Donaghy, a former Rikers Island correction officer, alleged that his wife was mentally ill and abused drugs and alcohol - allegations she says are "completely false."
Westchester Supreme Court Justice Denis Donovan gave the firefighter the protective order and temporary custody - solely on the husband's word.
Six days later, Westchester Supreme Court Justice Mark Dillon - again with no hearing, no witnesses and no medical opinions to support the firefighter's claims - upheld Donovan's emergency orders.
Donaghy's wife has demanded a full hearing on custody, but Dillon has repeatedly postponed it; one is now slated for midJanuary.
"Every time she asks for the hearing," said her attorney, Susan Chana Lask, "the judge puts it off."

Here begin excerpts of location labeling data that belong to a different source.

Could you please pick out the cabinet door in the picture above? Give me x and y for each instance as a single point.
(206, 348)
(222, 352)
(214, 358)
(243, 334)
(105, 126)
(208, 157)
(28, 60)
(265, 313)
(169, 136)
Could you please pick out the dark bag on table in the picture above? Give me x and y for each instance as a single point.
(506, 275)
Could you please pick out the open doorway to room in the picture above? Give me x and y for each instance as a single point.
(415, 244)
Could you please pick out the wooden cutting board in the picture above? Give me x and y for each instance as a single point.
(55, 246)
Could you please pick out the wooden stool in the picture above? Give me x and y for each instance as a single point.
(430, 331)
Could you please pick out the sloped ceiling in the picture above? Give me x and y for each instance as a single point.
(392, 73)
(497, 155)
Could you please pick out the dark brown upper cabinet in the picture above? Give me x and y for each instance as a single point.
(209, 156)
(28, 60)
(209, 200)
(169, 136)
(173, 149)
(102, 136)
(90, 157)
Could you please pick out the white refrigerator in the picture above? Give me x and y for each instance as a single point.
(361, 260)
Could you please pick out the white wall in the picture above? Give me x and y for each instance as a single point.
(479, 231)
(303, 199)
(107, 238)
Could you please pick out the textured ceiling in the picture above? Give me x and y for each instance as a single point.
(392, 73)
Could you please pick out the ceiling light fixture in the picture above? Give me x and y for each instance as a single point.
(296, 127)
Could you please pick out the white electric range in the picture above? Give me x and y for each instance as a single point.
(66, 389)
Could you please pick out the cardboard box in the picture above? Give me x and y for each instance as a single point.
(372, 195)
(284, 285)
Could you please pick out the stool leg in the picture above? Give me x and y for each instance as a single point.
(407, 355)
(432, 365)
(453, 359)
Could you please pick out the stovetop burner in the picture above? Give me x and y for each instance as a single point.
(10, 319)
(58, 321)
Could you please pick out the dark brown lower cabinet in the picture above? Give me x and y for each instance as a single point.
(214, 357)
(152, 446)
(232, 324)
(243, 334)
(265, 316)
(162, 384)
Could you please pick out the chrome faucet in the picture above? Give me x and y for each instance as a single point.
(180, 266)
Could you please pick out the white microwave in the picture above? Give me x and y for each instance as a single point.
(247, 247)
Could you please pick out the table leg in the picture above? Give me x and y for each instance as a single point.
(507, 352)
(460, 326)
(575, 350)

The last time Celinda Donaghy appeared in court, Dillon ordered her handcuffed and thrown in a courthouse cell - to satisfy the second arrest warrant. She was released later that day.
"I think he's unfair," she said. "I don't think he takes this matter seriously."
Alayne Katz, Douglas Donaghy's lawyer, said his wife is an abusive spouse upset over losing in court.
"It's very common for a court to order an order of protection merely based on the allegations of one side," Katz said. "Judges have to make hard decisions about which parent should care for the child."